Category:  News & Politics

Via:  hallux  •  one month ago  •  61 comments

By:   Vanessa Friedman - NYT

The Ugly Effect of Physical Insults

S E E D E D   C O N T E N T




Debates can get, well, ugly in Congress, but rarely do they descend to the level of physical taunts. Yet that is exactly what happened on Thursday during   a meeting of the House Oversight Committee .

During a discussion about whether Attorney General Merrick B. Garland should be held in contempt of Congress, Representative Marjorie Taylor Greene, a Republican from Georgia, told Representative Jasmine Crockett, a Democrat from Texas, “I think your fake eyelashes are messing up what you’re reading.”

Representative Alexandria Ocasio-Cortez, a Democrat from New York whose own signature red lipstick has become something of an online lightning rod, then leaped to Ms. Crockett’s defense.

“How dare you attack the physical appearance of another person,” she said.

Further name-calling ensued, culminating in Ms. Crockett’s covertly returning the insult by asking the chair, James R. Comer, “If someone on this committee then starts talking about somebody’s bleach blond, bad-built butch body, that would not be engaging in personalities, correct?” (That description being a not-entirely-implicit reference to Ms. Greene.)





All in all, not a pretty moment.


As much as anything, however, the makeup vs. body image brouhaha reflects not just the way Capitol norms have changed over the last six years, but the way physical appearances have become weaponized against all genders since Donald J. Trump first took office, bringing with him his penchant for costumery, casting and playground insults.

Whether it’s calling Stormy Daniels “horseface,” saying Rosie O’Donnell had a “fat, ugly face,” anointing Marco Rubio “little,” comparing his former aide ​​Omarosa Manigault Newman to a “dog,” dismissing   E. Jean Carroll   as “not my type,” or criticizing   Nikki Haley’s dress choice , the former president and current presidential candidate has made an art out of the playground insult. With these barbs, he attacks not policy positions but rather shared insecurities, rooted deep in old gender politics and stereotypes. It’s like a wormhole back to middle school, and everyone can relate.
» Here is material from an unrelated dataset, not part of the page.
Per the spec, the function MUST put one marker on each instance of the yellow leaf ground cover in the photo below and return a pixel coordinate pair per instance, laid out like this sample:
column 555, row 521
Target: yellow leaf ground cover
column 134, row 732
Which also makes it particularly effective. After all, few forms of ridicule are as belittling as being reduced to a body part, or being called out for your beauty choices, especially in the context of a public career. It’s the essence of objectification.

This scrutiny is even more loaded when it comes to women, who have historically borne the burden of surface evaluation. Indeed, it’s hard (though not impossible) to imagine Ms. Greene’s fellow committee member Jim Jordan being jeered at for his receding hairline, or someone slagging on Chuck Schumer for his wrinkles.

The rare times appearance has been raised in the recent past, it most often has been used as a form of humor — by the person involved.   Hillary Clinton , for example, joked about her own hair color when she was running for president. “I may not be the youngest candidate in the race, but I have one big advantage: I’ve been coloring my hair for years,” she said in 2015. “You’re not going to see me turning white in the White House.”

It’s a different story, however, when the jab comes from someone else. Not long ago, the comedian Michelle Wolf was castigated for a set at the   2018 White House Correspondent’s Dinner   in which she mocked the eye shadow of Sarah Huckabee Sanders, the press secretary, saying, “She burns facts, then uses that ash to create the perfect smoky eye.”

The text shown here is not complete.